I am exceedingly nervous about Patrick grooming another family and victimizing another child. It is a pedophilia’s job to gain trust and look for an opportunity to safely victimize. Most pedophiles are exceptionally patience. Part of what empowers someone like Patrick Rojas is the grooming process. He's good at it. He appears trustworthy. This is how he operated with us, even as he schemed to victimize.
One of my three reasons for continuing with this blog and asking others to pass these posts to all of their contacts is because of the Rojas girls. In my opinion, the girls in that family have been brainwashed by their domineering, felon father. For that matter, I believe all the children under Eddie have a very twisted, very unbiblical view of what is right and pure and Godly.
These additional victims of Patrick's need professional help. Have you dared to really look at the details and the extent in which they were victimized by their brother? God can heal their heart. God can help them forgive. God can redeem what was stolen from them. But think, for a moment, how difficult it will be for them to begin healing while they are living on the run from the law with their father, who has chosen time and time again to put his own safety above their own. Their father has chosen to keep them from help in order to protect their pedophilic brother.
It is my understanding that Eddie is of the mindset that the only “help” the girls need should come from their relationship with God and Eddie himself. I believe that God uses others in our healing process. I believe the healing process for childhood sexual abuse goes beyond the supernatural. From my own personal story, along with many other survivors of childhood sexual abuse, one resounding thing I hear is the long-term struggle to put the abuse behind them. In one way or the other, there are consequences of abuse. Eating disorders, cutting, drugs and alcohol abuse along with sexual issues as adults are all linked directly to victims of childhood sexual abuse who never told, never sought out qualified profession help to deal with all the complex emotions that are a result of being a child victim in particular. In the worst cases, they never were believed. Their abuse was minimized or ignored.

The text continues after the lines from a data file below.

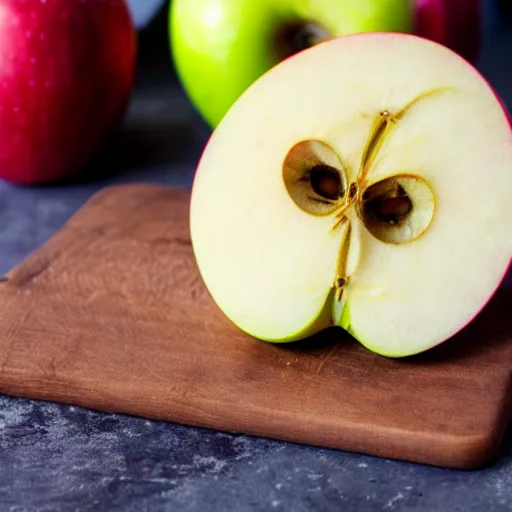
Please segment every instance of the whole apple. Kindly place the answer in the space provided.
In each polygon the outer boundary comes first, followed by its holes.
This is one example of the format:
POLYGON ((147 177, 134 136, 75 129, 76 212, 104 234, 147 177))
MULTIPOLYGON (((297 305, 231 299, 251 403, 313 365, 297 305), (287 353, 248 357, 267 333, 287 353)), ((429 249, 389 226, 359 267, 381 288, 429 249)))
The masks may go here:
POLYGON ((0 178, 53 181, 123 119, 136 36, 125 0, 0 0, 0 178))
POLYGON ((332 37, 410 32, 411 0, 173 0, 170 46, 184 89, 216 126, 280 61, 332 37))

If you know where Eddie is hiding, please turn him in, if for no other reason than do it for the girls. With everything you have read on my blog, with the fact that Eddie took the girls on the run to protect Patrick, his pedophilia son, do you believe that Eddie has the best interest of his victimized girls in mind? It seems to me that Eddie does not want to face the gravity of the consequences of the crimes that were committed against his own daughters? Is Eddie in denial? Is Eddie also a perpetrator?
Imagine if your own daughters were at risk. Please help, before it is too late for these innocent young women.